The classification method presented in this study was mainly based on the phenological differences between different ground cover types; however, rubber plantations in Xishuangbanna are artificially planted vegetation, which would be affected by human activities to some extent. For example, some rubber trees may still have green leaves during the defoliation phase because of sufficient water and fertilizer conditions. These rubber plantations are more difficult to distinguish using the classification method based on phenological characteristics. The Unmanned Aerial Vehicles’ (UAV) remote sensing is a low-altitude remote sensing platform, which is not disturbed by atmospheric factors in the acquisition of images. It has the advantages that are inaccessible by traditional remote sensing technologies, such as low cost, simple operation, fast acquisition of images and high ground resolution. Therefore, the UAV-based method will become the hot spot of rubber plantations identification and change study in small area in the future. Furthermore, the method proposed by this study is a training samples-based supervised classification method in which the results and accuracies may largely depend on the training sample, which indicates the nonparametric method should be considered in further research. Another deficiency of our method would be the computation complexity, because it needs to fuse images, which is time and computing devices consuming. However, with the development of cloud computing services/devices, this may not be a barrier soon.
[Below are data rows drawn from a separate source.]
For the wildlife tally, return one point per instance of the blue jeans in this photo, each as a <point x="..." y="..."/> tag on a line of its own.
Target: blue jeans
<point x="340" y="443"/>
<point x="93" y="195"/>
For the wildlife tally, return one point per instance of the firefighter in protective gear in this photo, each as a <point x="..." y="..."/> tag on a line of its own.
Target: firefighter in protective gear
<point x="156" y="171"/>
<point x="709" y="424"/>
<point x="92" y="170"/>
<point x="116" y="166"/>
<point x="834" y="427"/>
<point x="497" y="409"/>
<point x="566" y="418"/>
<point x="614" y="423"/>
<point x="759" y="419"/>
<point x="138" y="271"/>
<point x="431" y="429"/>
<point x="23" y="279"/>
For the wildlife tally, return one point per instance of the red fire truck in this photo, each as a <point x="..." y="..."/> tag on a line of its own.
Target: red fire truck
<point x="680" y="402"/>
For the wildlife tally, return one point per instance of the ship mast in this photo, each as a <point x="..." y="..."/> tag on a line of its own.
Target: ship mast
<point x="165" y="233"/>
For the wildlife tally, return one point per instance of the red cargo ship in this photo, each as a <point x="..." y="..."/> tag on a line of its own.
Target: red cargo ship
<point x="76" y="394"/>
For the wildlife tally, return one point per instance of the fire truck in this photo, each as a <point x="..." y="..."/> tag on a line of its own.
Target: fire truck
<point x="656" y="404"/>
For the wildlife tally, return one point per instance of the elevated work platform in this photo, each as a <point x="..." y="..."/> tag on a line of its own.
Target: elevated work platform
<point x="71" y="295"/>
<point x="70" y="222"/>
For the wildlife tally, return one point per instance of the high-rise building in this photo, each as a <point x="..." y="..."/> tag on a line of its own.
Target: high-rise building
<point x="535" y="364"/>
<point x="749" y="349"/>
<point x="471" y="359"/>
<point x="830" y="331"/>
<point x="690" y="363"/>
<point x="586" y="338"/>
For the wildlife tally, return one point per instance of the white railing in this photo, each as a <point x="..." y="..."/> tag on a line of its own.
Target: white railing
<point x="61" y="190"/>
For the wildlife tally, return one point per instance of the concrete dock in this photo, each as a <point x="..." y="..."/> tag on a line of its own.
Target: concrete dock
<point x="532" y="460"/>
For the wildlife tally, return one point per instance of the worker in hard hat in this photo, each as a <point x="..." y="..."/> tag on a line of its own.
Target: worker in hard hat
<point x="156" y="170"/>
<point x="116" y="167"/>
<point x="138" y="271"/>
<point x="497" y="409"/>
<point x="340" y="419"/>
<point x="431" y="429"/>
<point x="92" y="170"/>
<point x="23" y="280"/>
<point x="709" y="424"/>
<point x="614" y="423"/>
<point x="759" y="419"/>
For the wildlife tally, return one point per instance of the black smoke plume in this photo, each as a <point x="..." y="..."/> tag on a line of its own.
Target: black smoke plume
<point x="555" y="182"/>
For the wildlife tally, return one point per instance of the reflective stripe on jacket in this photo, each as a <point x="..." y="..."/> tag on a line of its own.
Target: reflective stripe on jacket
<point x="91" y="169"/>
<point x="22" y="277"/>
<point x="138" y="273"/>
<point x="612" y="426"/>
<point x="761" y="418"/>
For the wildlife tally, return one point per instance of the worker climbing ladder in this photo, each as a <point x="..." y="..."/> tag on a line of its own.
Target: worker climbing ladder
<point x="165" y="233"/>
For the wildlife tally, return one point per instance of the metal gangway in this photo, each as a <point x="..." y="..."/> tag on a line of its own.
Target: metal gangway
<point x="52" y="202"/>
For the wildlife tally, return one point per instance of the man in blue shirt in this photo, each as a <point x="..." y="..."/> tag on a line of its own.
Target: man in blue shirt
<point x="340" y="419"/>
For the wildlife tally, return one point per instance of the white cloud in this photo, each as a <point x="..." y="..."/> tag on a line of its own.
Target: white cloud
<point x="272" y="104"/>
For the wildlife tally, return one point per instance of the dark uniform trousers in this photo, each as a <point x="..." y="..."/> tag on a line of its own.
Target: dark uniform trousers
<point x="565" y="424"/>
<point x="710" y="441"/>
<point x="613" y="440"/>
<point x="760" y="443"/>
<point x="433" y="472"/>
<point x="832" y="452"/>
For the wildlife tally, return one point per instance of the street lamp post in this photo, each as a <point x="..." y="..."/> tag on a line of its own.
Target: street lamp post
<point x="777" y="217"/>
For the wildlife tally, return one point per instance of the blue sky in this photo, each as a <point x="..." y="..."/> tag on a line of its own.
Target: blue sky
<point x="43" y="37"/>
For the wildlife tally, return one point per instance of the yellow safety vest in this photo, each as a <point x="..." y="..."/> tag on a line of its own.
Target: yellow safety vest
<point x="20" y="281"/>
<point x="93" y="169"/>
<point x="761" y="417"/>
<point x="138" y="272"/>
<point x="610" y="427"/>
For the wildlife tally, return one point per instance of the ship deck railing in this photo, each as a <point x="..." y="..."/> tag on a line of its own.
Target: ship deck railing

Through the fusion of time series data sets, the method can obtain accurate annual phenological changes of vegetation and minimum annual vegetation cover, which is difficult to obtain from a single data source (such as Landsat). This means the method is adaptable and can identify vegetation steadily in different areas. Therefore, this method can be used to identify other vegetation that have distinguishable phenological features in tropical areas. However, the extraction of non-defoliation rubber may perform better if we combine our method with the method proposed by Ye’s study [
19], because our method can obtain the rapid and unique growth process of rubber at higher temporal resolution. With the development of remote sensing satellites, higher spatial resolution data with a shorter revisiting period such as Sentinel-2 can be used to study the possible uncertainty in high spatio-temporal resolution data-based classification in future research. For the topographical factors of mountainous tropical areas, directional reflectance and the growth stage of vegetation are strong obstacles to rubber identification accuracy. Thus, it is also necessary to consider the correction of bidirectional reflectance caused by TFs. In addition, the solar zenith angle changes caused by shadows in mountainous areas are also significant influences that should be considered in future research.